Korfiatis Panayiotis, Kalogeropoulou Christina, Karahaliou Anna, Kazantzi Alexandra, Skiadopoulos Spyros, Costaridou Lena
Department of Medical Physics, School of Medicine, University of Patras, Patras, Greece.
Med Phys. 2008 Dec;35(12):5290-302. doi: 10.1118/1.3003066.
Accurate and automated lung field (LF) segmentation in high-resolution computed tomography (HRCT) is highly challenged by the presence of pathologies affecting lung borders, also affecting the performance of computer-aided diagnosis (CAD) schemes. In this work, a two-dimensional LF segmentation algorithm adapted to interstitial pneumonia (IP) patterns is presented. The algorithm employs k-means clustering followed by a filling operation to obtain an initial LF order estimate. The final LF border is obtained by an iterative support vector machine neighborhood labeling of border pixels based on gray level and wavelet coefficient statistics features. A second feature set based on gray level averaging and gradient features was also investigated to evaluate its effect on segmentation performance of the proposed method. The proposed method is evaluated on a dataset of 22 HRCT cases spanning a range of IP patterns such as ground glass, reticular, and honeycombing. The accuracy of the method is assessed using area overlap and shape differentiation metrics (d(mean), d(rms), and d(max)), by comparing automatically derived lung borders to manually traced ones, and further compared to a gray level thresholding-based (GLT-based) method. Accuracy of the methods evaluated is also compared to interobserver variability. The proposed method incorporating gray level and wavelet coefficient statistics demonstrated the highest segmentation accuracy, averaged over left and right LFs (overlap=0.954, d(mean)=1.080 mm, d(rms)=1.407 mm, and d(max)=4.944 mm), which is statistically significant (two-tailed student's t test for paired data, p<0.0083) with respect to all metrics considered as compared to the proposed method incorporating gray level averaging and gradient features (overlap=0.918, d(mean)=2.354 mm, d(rms)=3.711 mm, and d(max)=14.412 mm) and the GLT-based method (overlap=0.897, d(mean)=3.618 mm, d(rms)=5.007 mm, and d(max)=16.893 mm). The performance of the three segmentation methods, although decreased as IP pattern severity level (mild, moderate, and severe) was increased, did not demonstrate statistically significant difference (two-tailed student's t test for unpaired data, p>0.0167 for all metrics considered). Finally, the accuracy of the proposed method, based on gray level and wavelet coefficient statistics ranges within interobserver variability. The proposed segmentation method could be used as an initial stage of a CAD scheme for IP patterns.

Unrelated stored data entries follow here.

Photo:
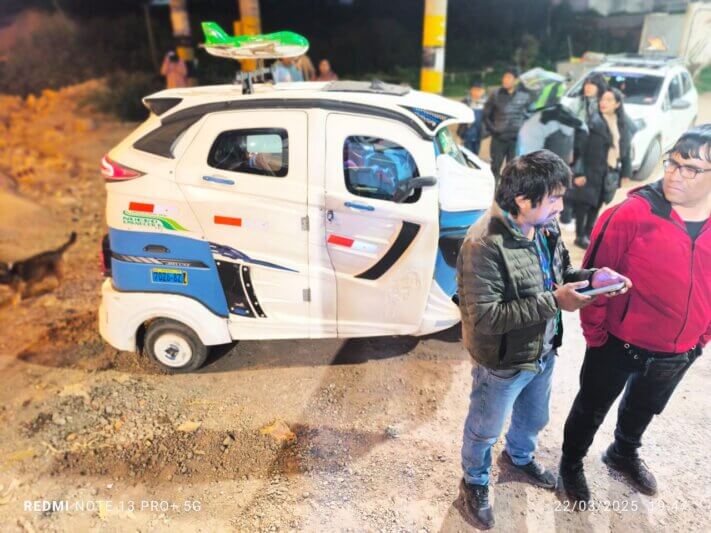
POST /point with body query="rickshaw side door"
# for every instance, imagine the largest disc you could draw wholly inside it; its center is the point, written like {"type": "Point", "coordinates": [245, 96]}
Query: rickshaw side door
{"type": "Point", "coordinates": [382, 252]}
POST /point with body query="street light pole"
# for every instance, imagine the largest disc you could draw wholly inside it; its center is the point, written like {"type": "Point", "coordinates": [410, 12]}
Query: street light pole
{"type": "Point", "coordinates": [180, 21]}
{"type": "Point", "coordinates": [433, 41]}
{"type": "Point", "coordinates": [250, 23]}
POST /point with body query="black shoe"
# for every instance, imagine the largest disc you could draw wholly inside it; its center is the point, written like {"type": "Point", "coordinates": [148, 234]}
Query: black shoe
{"type": "Point", "coordinates": [633, 468]}
{"type": "Point", "coordinates": [582, 242]}
{"type": "Point", "coordinates": [538, 475]}
{"type": "Point", "coordinates": [476, 501]}
{"type": "Point", "coordinates": [571, 479]}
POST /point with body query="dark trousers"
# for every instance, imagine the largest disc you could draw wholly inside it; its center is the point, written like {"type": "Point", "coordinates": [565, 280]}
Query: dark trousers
{"type": "Point", "coordinates": [585, 217]}
{"type": "Point", "coordinates": [500, 150]}
{"type": "Point", "coordinates": [607, 370]}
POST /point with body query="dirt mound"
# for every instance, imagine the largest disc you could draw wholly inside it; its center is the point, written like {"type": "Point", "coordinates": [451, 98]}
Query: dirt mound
{"type": "Point", "coordinates": [75, 342]}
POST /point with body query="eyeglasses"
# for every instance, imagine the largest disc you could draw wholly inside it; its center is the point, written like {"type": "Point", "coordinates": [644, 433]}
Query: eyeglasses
{"type": "Point", "coordinates": [685, 171]}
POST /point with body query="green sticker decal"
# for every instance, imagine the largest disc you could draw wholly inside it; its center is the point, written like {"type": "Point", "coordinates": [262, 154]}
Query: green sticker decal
{"type": "Point", "coordinates": [147, 220]}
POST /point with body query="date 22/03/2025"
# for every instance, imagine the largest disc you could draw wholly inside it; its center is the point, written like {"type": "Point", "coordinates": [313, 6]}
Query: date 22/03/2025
{"type": "Point", "coordinates": [621, 506]}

在高分辨率计算机断层扫描(HRCT)中,准确且自动地分割肺野(LF)面临着巨大挑战,因为影响肺边界的病变会干扰分割结果,进而影响计算机辅助诊断(CAD)方案的性能。在这项研究中,我们提出了一种适用于间质性肺炎(IP)模式的二维LF分割算法。该算法采用k均值聚类,随后进行填充操作以获得初始的LF轮廓估计。最终的LF边界通过基于灰度级和小波系数统计特征的边界像素的迭代支持向量机邻域标记来确定。我们还研究了基于灰度级平均和梯度特征的第二个特征集,以评估其对所提方法分割性能的影响。我们在所提出的方法在一个包含22例HRCT病例的数据集上进行了评估,这些病例涵盖了一系列IP模式,如磨玻璃影、网状影和蜂窝状影。通过将自动得出的肺边界与手动描绘的边界进行比较,并进一步与基于灰度阈值化(GLT)的方法进行比较,使用面积重叠和形状差异度量(d(mean)、d(rms)和d(max))来评估该方法的准确性。所评估方法的准确性还与观察者间的变异性进行了比较。结合灰度级和小波系数统计的所提方法表现出最高的分割准确性,左右肺野平均(重叠=0.954,d(mean)=1.080毫米,d(rms)=1.407毫米,d(max)=4.944毫米),与结合灰度级平均和梯度特征的所提方法(重叠=0.918,d(mean)=2.354毫米,d(rms)=3.711毫米,d(max)=14.412毫米)以及基于GLT的方法(重叠=0.897,d(mean)=3.618毫米,d(rms)=5.007毫米,d(max)=16.893毫米)相比,在所有考虑的度量方面具有统计学显著性(配对数据的双尾学生t检验,p<0.0083)。尽管随着IP模式严重程度级别(轻度、中度和重度)的增加,三种分割方法的性能都有所下降,但在所有考虑的度量方面均未显示出统计学显著差异(未配对数据的双尾学生t检验,p>0.0167)。最后,基于灰度级和小波系数统计的所提方法的准确性在观察者间变异性范围内。所提出的分割方法可作为IP模式CAD方案的初始阶段。